Epidermal growth factor receptor association with β1-adrenergic receptor is mediated via its juxtamembrane domain

beta 1-adrenergic receptor (beta 1AR)-mediated transactivation of epidermal growth factor receptor (EGFR) engages downstream signaling events that impact numerous cellular processes including growth and survival. While association of these receptors has been shown to occur basally and be important for relaying transactivationspecific intracellular events, the mechanism by which they do so is unclear and elucidation of which would aid in understanding the consequence of disrupting their interaction. Using fluorescence resonance energy transfer (FRET) and immunoprecipitation (IP) analyses, we evaluated the impact of C-terminal truncations of EGFR on its ability to associate with beta 1AR. While loss of the last 230 amino acid C-terminal phosphotyrosine-rich domain did not disrupt the ability of EGFR to associate with beta 1AR, truncation of the entire intracellular domain of EGFR resulted in almost complete loss of its interaction with beta 1AR, suggesting that either the kinase domain or juxtamembrane domain (JMD) may be required for this association.
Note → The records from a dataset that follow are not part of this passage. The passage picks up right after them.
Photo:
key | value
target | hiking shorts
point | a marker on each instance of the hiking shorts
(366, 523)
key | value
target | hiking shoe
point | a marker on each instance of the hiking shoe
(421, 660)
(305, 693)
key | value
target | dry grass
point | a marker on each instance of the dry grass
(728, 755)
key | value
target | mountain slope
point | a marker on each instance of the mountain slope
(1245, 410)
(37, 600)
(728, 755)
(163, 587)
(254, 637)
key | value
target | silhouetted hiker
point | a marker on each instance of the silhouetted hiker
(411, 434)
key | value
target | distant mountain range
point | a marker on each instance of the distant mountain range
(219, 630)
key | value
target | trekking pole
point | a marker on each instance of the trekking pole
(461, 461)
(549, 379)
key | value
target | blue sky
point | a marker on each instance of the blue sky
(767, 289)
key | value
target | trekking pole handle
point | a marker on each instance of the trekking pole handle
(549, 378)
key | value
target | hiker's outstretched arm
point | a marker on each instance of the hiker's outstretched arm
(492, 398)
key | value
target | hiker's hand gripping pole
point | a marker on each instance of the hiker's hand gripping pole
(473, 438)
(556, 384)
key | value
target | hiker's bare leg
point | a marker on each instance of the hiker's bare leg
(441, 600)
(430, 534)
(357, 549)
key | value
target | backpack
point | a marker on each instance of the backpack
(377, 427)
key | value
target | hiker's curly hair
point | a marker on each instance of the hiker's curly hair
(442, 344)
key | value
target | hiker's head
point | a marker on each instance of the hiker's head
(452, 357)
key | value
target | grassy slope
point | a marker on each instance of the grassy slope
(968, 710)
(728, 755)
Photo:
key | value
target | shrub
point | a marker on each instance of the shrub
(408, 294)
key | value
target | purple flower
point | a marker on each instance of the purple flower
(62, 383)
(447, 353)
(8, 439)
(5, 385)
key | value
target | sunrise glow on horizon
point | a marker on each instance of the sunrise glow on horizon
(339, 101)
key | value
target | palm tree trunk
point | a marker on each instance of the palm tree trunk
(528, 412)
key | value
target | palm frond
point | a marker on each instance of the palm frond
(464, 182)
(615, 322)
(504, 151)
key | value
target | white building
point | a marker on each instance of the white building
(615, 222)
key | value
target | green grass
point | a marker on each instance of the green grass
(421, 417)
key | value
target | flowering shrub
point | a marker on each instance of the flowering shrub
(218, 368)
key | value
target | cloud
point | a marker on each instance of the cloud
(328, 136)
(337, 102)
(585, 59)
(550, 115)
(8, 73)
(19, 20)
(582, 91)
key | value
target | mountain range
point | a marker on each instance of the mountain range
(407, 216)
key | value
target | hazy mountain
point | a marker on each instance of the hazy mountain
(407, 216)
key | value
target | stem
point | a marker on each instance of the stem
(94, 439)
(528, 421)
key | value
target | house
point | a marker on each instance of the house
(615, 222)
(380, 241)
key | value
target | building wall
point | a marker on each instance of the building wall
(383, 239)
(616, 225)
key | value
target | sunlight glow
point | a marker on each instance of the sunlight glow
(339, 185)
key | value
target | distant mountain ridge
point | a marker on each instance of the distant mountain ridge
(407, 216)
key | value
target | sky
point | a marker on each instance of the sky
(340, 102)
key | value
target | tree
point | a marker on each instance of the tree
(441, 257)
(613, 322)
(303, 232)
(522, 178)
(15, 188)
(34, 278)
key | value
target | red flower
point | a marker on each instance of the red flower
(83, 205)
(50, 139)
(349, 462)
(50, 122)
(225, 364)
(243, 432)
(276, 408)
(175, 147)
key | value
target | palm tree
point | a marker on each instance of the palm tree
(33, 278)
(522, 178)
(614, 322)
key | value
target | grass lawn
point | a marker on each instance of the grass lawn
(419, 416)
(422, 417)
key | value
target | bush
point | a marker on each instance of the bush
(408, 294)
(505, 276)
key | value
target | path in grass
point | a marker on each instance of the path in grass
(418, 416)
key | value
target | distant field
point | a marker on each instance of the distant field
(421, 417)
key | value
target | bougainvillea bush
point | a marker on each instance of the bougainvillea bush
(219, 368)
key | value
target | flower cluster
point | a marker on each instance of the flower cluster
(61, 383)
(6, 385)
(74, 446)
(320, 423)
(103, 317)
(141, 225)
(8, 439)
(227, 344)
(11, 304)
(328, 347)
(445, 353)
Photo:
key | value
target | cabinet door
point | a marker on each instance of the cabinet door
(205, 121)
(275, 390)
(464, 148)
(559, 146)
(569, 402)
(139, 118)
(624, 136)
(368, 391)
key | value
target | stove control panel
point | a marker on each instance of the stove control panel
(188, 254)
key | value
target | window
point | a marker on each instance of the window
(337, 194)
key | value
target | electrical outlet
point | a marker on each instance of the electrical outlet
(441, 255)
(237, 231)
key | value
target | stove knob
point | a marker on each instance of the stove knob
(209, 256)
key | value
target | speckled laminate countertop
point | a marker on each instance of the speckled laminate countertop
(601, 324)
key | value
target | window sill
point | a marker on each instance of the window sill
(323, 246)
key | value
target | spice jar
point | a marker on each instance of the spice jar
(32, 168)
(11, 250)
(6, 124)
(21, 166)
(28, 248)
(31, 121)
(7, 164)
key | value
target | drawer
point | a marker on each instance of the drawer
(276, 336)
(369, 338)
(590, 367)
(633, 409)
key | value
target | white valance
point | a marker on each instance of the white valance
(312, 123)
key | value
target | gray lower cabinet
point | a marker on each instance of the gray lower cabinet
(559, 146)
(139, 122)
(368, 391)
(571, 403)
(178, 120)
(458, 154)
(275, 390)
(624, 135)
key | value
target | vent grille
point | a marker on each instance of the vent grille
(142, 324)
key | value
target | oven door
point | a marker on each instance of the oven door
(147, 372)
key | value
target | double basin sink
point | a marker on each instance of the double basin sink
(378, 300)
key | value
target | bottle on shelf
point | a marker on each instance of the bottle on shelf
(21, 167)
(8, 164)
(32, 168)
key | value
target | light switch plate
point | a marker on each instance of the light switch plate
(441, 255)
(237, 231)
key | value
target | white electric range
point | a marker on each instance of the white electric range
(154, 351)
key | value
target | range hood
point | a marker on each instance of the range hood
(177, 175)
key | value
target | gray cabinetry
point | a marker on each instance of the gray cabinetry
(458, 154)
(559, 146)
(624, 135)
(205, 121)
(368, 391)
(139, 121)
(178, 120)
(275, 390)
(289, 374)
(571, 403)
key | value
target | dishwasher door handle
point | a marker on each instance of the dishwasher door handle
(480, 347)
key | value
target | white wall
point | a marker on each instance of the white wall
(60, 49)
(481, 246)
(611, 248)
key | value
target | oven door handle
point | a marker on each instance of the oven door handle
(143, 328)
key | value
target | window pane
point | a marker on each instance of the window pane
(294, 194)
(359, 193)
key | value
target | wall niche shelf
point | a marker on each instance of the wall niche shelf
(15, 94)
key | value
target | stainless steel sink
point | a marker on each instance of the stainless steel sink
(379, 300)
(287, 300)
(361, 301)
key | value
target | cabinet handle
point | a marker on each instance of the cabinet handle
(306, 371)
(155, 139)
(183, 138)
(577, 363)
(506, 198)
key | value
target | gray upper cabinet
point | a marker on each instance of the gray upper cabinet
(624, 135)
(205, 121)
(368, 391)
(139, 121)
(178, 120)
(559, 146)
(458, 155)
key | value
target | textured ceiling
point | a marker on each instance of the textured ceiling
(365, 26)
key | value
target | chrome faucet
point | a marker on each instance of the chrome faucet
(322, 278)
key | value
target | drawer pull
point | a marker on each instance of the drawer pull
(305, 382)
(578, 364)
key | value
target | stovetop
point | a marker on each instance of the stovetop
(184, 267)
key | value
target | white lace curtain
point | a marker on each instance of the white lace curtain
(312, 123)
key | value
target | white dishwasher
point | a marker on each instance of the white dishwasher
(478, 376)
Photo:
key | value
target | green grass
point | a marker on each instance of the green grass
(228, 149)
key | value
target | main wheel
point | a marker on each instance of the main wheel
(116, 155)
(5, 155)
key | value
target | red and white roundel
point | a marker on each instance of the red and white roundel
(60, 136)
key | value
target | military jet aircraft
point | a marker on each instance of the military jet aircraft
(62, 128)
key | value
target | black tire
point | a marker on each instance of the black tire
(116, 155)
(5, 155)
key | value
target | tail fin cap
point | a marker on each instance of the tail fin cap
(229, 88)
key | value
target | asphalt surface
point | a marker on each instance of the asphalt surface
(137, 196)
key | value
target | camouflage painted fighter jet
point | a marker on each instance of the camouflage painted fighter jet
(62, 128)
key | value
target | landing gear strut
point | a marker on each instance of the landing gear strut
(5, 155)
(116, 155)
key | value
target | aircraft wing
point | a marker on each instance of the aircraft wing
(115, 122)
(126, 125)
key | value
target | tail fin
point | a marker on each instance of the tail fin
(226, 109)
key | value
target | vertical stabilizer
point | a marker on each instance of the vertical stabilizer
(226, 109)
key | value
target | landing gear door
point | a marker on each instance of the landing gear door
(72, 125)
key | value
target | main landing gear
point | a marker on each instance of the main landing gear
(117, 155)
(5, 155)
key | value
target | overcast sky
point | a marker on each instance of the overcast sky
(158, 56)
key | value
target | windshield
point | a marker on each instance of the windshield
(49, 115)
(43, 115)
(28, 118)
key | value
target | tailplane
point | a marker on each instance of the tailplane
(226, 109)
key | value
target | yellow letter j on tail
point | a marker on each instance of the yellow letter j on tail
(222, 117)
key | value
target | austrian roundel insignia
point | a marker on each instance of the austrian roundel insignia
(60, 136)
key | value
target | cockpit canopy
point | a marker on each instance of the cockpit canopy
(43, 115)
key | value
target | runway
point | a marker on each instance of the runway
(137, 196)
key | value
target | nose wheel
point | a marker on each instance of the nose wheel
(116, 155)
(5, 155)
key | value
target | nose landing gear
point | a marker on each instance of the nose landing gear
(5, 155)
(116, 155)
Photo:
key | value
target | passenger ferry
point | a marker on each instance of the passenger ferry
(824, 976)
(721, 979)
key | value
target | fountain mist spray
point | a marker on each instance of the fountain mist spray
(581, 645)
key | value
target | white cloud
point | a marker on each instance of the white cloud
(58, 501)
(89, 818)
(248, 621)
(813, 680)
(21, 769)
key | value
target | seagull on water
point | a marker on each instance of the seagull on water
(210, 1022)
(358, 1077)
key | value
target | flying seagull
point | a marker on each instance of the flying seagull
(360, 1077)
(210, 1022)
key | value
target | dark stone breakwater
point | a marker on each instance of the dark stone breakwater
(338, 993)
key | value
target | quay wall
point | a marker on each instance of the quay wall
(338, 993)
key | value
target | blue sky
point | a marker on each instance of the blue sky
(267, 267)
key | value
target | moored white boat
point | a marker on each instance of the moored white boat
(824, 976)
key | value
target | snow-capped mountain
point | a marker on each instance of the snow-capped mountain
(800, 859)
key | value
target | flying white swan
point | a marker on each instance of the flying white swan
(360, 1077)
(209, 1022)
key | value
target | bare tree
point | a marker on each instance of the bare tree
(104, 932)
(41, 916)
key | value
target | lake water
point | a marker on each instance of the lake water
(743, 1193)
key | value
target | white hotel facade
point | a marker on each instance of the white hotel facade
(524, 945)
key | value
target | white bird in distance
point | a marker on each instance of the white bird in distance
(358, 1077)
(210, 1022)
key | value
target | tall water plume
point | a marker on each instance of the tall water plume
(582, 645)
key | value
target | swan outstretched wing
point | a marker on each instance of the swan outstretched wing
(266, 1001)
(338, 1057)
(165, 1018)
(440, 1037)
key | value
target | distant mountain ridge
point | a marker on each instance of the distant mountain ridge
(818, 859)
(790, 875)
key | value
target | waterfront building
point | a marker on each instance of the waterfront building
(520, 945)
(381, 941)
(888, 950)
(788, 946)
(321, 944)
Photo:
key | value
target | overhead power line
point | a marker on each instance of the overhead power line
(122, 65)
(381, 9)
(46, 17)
Treatment with the EGFR antagonist gefitinib did not prevent beta 1AR-EGFR association, however, treatment with a palmitoylated peptide encoding the first 20 amino acids of the JMD domain (JMD-A) disrupted beta 1AR-EGFR association over time and prevented beta 1AR-mediated ERK1/2 phosphorylation, both in general and specifically in association with EGFR. Conversely, neither a mutated JMD-A peptide nor a palmitoylated peptide fragment consisting of the subsequent 18 amino acids of the JMD domain (JMD-B) were capable of doing so. Altogether, the proximal region of the JMD of EGFR is responsible for its association with beta 1AR, and its disruption prevents beta 1AR-mediated transactivation, thus providing a new tool to study the functional consequences of disrupting beta 1AR-EGFR downstream signaling.